2016 – Google Home and Google Assistant debut
Google took everything it had learned from its voice experiments into creating Google Assistant, which challenges Alexa, at least in the U.S., for supremacy as a voice assistant option. Often compared to Amazon’s creations, Google Home and Google Assistant offer many of the same features, but with the integration into Google’s larger tech ecosystem, such as Android phones as an additional lure. That became particularly true in the years after its debut when Google bought Nest and started creating a smart home network in earnest. While not neglecting the other aspects of the voice assistant space, Google’s emphasis on making Google Assistant an omnipresent part of people’s lives has made it increasingly difficult to have an ecumenical smart home and ensured the debate about which voice assistant to use will heat up more in the coming decade.
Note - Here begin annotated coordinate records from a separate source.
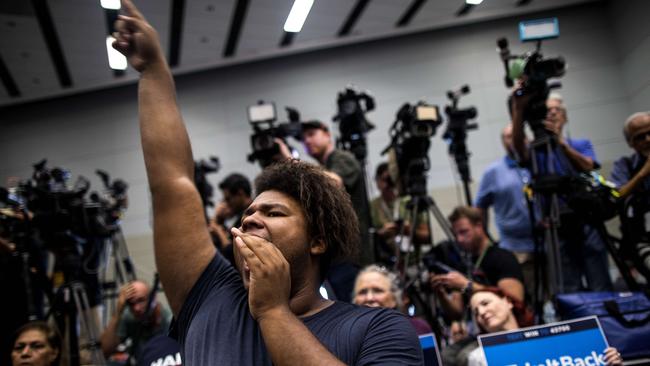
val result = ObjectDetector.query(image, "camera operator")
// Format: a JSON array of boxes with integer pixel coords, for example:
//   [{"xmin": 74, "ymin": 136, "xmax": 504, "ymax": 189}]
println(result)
[
  {"xmin": 611, "ymin": 112, "xmax": 650, "ymax": 198},
  {"xmin": 512, "ymin": 91, "xmax": 612, "ymax": 293},
  {"xmin": 210, "ymin": 173, "xmax": 253, "ymax": 263},
  {"xmin": 474, "ymin": 123, "xmax": 535, "ymax": 298},
  {"xmin": 100, "ymin": 281, "xmax": 172, "ymax": 357},
  {"xmin": 302, "ymin": 120, "xmax": 375, "ymax": 266},
  {"xmin": 430, "ymin": 206, "xmax": 524, "ymax": 318},
  {"xmin": 370, "ymin": 162, "xmax": 430, "ymax": 264},
  {"xmin": 113, "ymin": 0, "xmax": 423, "ymax": 366},
  {"xmin": 611, "ymin": 112, "xmax": 650, "ymax": 281}
]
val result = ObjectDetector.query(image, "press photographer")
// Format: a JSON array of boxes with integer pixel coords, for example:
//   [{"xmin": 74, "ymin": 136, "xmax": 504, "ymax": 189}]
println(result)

2017 – Baidu and Alibaba launch voice assistants and smart speakers
U.S. tech companies eager for a global presence for their voice assistants have diligently worked to build a presence in Asia, but in 2017 the competition became a lot stiffer. Chinese tech giants Baidu and Alibaba both came out with their own smart speakers, powered by their own voice assistants that year. Other Asian tech firms followed, but Baidu and Alibaba’s developments meant that the voice assistant market would not be dominated everywhere by Amazon, Google or Apple. The differences in how the Chinese voice assistants operate also means there’s no universal baseline for voice assistants, even as they all inevitably imitate each other’s more popular features.
2018 – Samsung releases Bixby 2.0 voice assistant
Samsung had attempted to carve a space in the voice assistant market in 2017 when it debuted Bixby. It only took six months for the company to decide to revamp it entirely. Bixby 2.0 didn’t just solve some of the problems with the first iteration, it also refocused the voice assistant on being more flexible for developers and more personalized for users than it was originally. Samsung is a powerful brand name, but it remains to be seen if Bixby and its Capsules can open up the competition among voice assistants, especially in the U.S., in the decade ahead.
2019 – More than 3 billion voice assistants are in use
There are billions of voice assistants in use today. Juniper Research pegged the number at 3.25 billion in February, with expectations of hitting 8 billion in 2023. Those billions speak to the ubiquity of voice assistants today. Smart speakers and smartphones may be the most common way to interact with them, but televisions, cars, office equipment, and even clothing can all offer access to the voice of a powerful AI. The ways people use voice assistants are expanding almost as quickly as the options for interacting with them. We’ve reached the point where voice assistants are as much a facet of tech as they are something separate to consider. The stilted orders to make a phone call repeated until understood, are now a casual conversation to order groceries, turn off the lights, and start the car.
With ubiquity comes heightened scrutiny. The last year has seen heated debates over privacy with regard to voice assistants and issues of security and safety are not going to fade away. What might seem like relentless forward progress holds plenty of potential pitfalls for voice assistant developers as people become more comfortable with the technology and thus better able to question its implications. The next decade of voice assistants may include as much change as the last ten years, but any attempt to predict it exactly may as well be the Magic 8-Ball voice app offered by most voice assistant platforms.